Tags

, , , , , , , , ,

Por que temos tanto problemas com sede se, para o Escoteiro, basta a barraca para nos proteger da intempérie? Por qual razão nos preocupamos tanto com sede, se nossas melhores atividades são ao ar livre?

Muitos Grupos Escoteiros já passaram por problemas com suas sedes. Para alguns, o problema foi tão grande que a falta da sede quase acabou com o Grupo. Para outros, como a Phoenix, serviu para alçarem novos e maios altos vôos.

Em minha experiência pessoal, pude acompanhar este dilema de diversos Grupos Escoteiros no RS.  Grupos tradicionais, em associações, escolas ou clubes que, de uma hora para a outra, passaram a não ser mais necessários. Passaram a ser vistos como intrusos na comunidade.

No Grupo Escoteiro ao qual sou vinculado já tivemos várias mudanças, algumas muito boas, outras péssimas. Geralmente vinculadas ao maior ou menor apoio da diretoria da entidade mantenedora.

Muitas vezes, o local fechado durante toda a semana, utilizado apenas aos sábados, torna-se um “alvo fácil” para outras destinações, de acordo com o interesse da mantenedora. Afinal, “os escoteiros quase não usam, mesmo”.

Recentemente, a parede da nossa sede avançou um metro, para dentro, tirando-nos em torno de 6m² em razão de modificações e melhorias no clube. Isto nos faz pensar se deveríamos investir tempo e dinheiro para fazermos um mezanino na sede (que não é nossa e que pode ser solicitada a qualquer momento) ou se deveríamos procurar uma alternativa fora do clube.

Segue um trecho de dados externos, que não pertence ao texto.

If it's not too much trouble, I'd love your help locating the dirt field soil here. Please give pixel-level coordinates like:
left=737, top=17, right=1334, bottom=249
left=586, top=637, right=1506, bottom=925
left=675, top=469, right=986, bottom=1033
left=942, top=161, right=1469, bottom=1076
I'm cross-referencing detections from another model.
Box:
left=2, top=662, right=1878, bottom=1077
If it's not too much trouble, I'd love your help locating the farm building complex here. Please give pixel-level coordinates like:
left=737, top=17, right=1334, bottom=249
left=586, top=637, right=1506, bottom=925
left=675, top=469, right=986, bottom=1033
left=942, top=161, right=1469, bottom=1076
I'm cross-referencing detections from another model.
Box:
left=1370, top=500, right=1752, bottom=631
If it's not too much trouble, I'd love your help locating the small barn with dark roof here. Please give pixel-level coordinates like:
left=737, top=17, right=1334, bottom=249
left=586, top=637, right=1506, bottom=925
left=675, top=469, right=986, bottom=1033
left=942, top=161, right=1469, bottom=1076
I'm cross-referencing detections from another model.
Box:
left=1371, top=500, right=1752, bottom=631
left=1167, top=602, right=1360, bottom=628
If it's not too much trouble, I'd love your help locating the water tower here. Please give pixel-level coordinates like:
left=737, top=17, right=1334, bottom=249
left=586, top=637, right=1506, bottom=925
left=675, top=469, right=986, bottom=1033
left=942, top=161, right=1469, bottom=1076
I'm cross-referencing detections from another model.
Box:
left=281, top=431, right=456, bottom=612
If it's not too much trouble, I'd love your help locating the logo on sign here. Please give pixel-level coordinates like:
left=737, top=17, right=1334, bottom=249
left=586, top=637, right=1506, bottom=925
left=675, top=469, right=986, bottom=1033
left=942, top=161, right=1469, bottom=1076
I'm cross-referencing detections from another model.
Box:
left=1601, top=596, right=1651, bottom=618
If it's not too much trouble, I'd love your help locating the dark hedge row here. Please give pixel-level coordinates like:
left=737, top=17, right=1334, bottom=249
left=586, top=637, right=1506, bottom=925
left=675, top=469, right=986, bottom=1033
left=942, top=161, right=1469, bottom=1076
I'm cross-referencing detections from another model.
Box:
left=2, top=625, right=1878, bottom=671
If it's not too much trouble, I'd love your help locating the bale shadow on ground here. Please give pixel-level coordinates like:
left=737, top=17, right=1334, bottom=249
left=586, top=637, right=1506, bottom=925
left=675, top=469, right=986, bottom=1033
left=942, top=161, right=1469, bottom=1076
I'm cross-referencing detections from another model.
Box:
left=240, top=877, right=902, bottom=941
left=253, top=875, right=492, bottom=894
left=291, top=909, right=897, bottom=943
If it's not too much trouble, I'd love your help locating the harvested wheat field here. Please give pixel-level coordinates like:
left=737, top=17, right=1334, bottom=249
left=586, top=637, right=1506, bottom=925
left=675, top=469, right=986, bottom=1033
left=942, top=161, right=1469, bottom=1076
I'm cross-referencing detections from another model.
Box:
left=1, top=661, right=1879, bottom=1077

Sim, precisamos de um local para guardar nosso material, para fazermos atividade nos dias de chuva, para reuniões e conselhos de pais ou Escotistas. Isso é incontestável!

Mas não podemos transformar a “razão de existir” do Grupo Escoteiro na busca por uma sede própria.  Às vezes, a mudança de paradigma é necessária.

Logicamente, em alguns casos, a decisão de expulsar (ou acabar) com o Grupo Escoteiro, depois de tomada pela mantenedora, é irreversível. Mas, parece-me que o caminho trilhado até que esta decisão seja tomada, poderia ser reescrito, caso tivéssemos sido capazes de perceber os sinais.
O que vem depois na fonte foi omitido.